II. L'ITALIE ET L'UNION EUROPÉENNE : UNE RELATION EXIGEANTE
La campagne référendaire a coïncidé avec un raidissement de la position du gouvernement italien dans un certain nombre de dossiers européens. Cette attitude ne saurait traduire un quelconque euroscepticisme mais dénote plutôt une volonté de participer activement à la relance du projet européen à la veille du soixantième anniversaire du traité de Rome.
A. L'APPLICATION DU PACTE DE STABILITÉ ET DE CROISSANCE AU MIROIR DE LA CRISE DES RÉFUGIÉS ET DES TREMBLEMENTS DE TERRE
L'Italie n'est plus visée depuis le 21 juin 2013 par la procédure pour déficit excessif ouverte à son encontre fin 2009 par la Commission européenne. Le déficit public italien atteignait à l'époque 5,5 % de son PIB. Afin de contribuer à une relance interne, le gouvernement Renzi avait souhaité obtenir un peu plus de flexibilité dans l'application du Pacte de stabilité et de croissance et s'écarter de l'objectif d'un déficit public établi à 1,8 % du PIB en 2017.
Le budget 2017, adopté le 7 décembre dernier, réévalue ainsi cette cible à 2,3 % du PIB afin de libérer entre 22 à 25 milliards d'euros en faveur de l'investissement. L'Italie est déjà le pays le plus concerné par les clauses de flexibilité du Pacte, telles que mises en avant depuis janvier 2015 par la Commission européenne. Celle-ci a notamment pris en compte les réformes structurelles menées par le gouvernement Renzi ainsi que l'impact de la crise des migrants sur les finances publiques italiennes. Au final, 19 milliards d'euros de dépenses publiques n'avaient pas été intégrés dans le calcul du déficit en 2016.
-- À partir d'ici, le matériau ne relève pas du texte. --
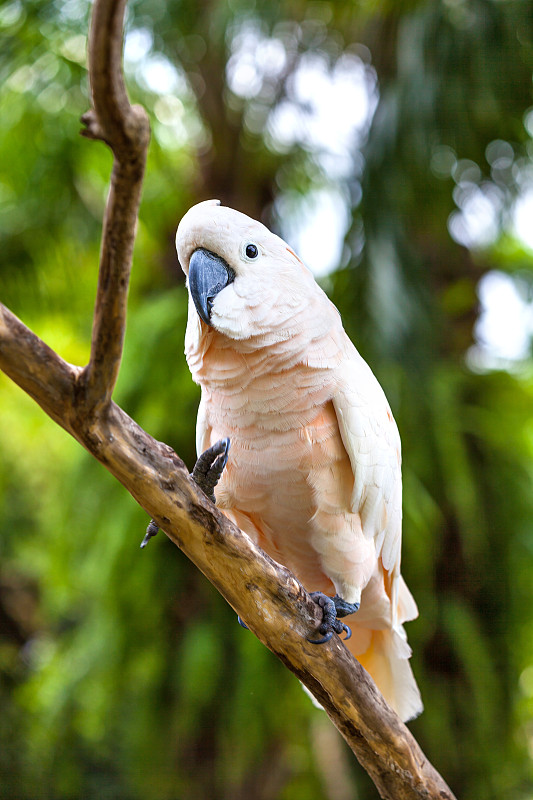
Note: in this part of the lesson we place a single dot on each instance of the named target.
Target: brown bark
(265, 594)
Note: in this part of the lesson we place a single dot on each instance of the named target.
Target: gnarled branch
(266, 595)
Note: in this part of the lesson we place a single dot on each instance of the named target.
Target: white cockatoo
(314, 468)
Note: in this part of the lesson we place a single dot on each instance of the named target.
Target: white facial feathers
(270, 286)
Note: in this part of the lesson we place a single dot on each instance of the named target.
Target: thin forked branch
(126, 129)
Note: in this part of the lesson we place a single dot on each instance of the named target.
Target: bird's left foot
(206, 474)
(332, 608)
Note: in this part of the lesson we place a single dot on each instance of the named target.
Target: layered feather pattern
(314, 473)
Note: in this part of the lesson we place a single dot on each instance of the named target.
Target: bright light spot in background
(137, 45)
(476, 223)
(315, 226)
(505, 325)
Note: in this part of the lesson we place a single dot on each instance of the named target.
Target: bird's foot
(151, 530)
(210, 466)
(332, 608)
(206, 474)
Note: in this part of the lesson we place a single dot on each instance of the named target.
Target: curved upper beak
(208, 275)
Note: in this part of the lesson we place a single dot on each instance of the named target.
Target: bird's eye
(251, 251)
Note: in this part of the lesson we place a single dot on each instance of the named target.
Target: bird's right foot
(206, 474)
(332, 608)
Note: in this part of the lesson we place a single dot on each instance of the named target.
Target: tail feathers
(384, 654)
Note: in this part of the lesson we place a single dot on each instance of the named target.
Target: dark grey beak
(208, 275)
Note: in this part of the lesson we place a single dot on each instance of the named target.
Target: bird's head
(242, 279)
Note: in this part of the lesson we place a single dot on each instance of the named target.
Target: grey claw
(151, 530)
(348, 632)
(325, 639)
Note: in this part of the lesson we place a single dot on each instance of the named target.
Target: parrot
(313, 473)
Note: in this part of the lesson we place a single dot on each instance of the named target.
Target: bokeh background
(390, 143)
Le projet de budget pour 2017 fait ainsi état de 6,6 à 7 milliards d'euros de dépenses extraordinaires liées à l'accueil des réfugiés et aux réparations induites par les tremblements de terre du 24 août et du 27 octobre derniers. La Commission européenne avait invité, le 16 novembre dernier, le gouvernement italien à réviser ses projections budgétaires, jugeant que le pays ne pouvait se voir accorder de nouvelle dérogation à l'application du Pacte de stabilité et de croissance 10 ( * ) . L'avant-projet de budget pour 2017 présentait, selon elle, un risque de non-conformité avec les règles européennes en raison d'un écart avec la trajectoire d'ajustement à moyen terme initialement définie 11 ( * ) . La Commission européenne considère que l'accueil des réfugiés et l'impact des tremblements de terre atteignent 0,1 % du PIB et ne sauraient justifier l'écart constaté, là où les autorités italiennes tablent sur des dépenses représentant 0,4 % du PIB. L'excédent budgétaire primaire - soit le solde des comptes publics avant le paiement des intérêts de la dette - devrait, de son côté, se réduire, passant de 2,8 % en 2017 à 2,1 %.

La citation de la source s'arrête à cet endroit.